Flower preparation is just as important as the flower handling itself. Here are 12 flower care tips for Valentine’s, that will ensure longer vase life…

  • Start off with a clean work space and clean materials (buckets, cutters, vases, etc). 
  • Always measure out your solutions correctly. Overdosing or under-dosing wastes time and money.
  • Prep your buckets with COLD water. Pre-chilling buckets a day ahead will work even better.
  • Fill bucket 1/3 full.

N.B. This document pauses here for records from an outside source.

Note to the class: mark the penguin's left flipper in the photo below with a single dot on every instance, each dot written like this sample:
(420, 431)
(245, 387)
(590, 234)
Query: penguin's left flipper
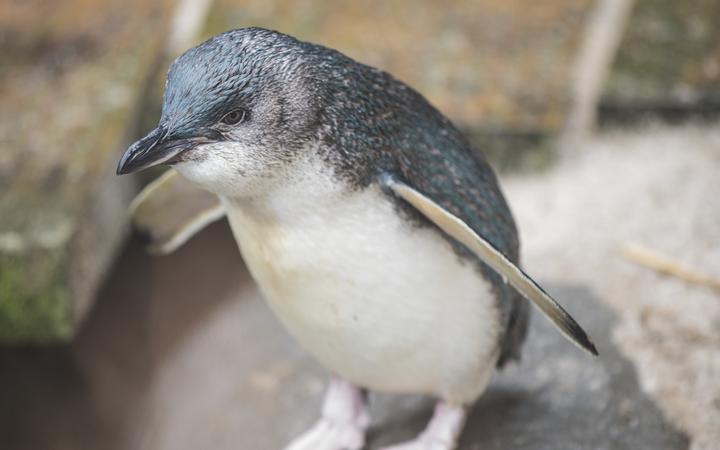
(461, 232)
(171, 210)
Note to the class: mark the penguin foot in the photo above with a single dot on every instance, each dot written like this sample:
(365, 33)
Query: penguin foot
(441, 433)
(343, 423)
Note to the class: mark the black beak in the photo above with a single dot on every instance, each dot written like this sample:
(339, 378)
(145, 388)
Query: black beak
(152, 150)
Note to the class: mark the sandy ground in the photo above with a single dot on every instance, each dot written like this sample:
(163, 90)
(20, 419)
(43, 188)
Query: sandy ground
(657, 187)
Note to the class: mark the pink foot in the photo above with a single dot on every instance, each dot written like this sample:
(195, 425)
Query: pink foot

During holidays, mark bucket with tape for quick filling. 
  • Do not use ice since it dilutes the dosage.
  • Use sharp, clean tools to prevent contamination and maximize solution efficacy.
  • Get stems into solution quickly to reduce air bubbles entering the system. 

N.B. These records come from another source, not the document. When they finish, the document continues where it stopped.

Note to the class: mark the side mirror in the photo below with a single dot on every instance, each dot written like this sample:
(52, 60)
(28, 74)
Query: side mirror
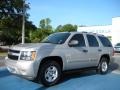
(73, 43)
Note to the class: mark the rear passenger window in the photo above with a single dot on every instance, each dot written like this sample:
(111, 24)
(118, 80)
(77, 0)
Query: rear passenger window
(105, 41)
(92, 41)
(80, 39)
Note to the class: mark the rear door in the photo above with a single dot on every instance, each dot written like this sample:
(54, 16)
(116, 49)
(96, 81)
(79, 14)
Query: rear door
(78, 53)
(94, 49)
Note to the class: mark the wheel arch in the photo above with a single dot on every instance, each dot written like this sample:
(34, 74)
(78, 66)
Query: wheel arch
(106, 56)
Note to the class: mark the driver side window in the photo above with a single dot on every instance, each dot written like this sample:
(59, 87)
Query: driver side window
(80, 39)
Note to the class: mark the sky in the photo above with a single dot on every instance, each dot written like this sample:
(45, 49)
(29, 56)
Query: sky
(79, 12)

  • Never combine the old solution with the fresh new solution.
  • Top-up with flower food solution and not water.
  • Give a fresh cut when you prepare fresh bucket solutions.
  • Keep leaves out of vase water. 
  • Avoid dripping any solution or water on petals and flowers. Try to keep them as dry as possible.
According to the National Retail Federation adults intended to spend an average of $40.20 on flowers for Valentine’s Day. Following these tips and using floral nutrients is a great financial investment and more importantly necessary to preserve your floral reputation.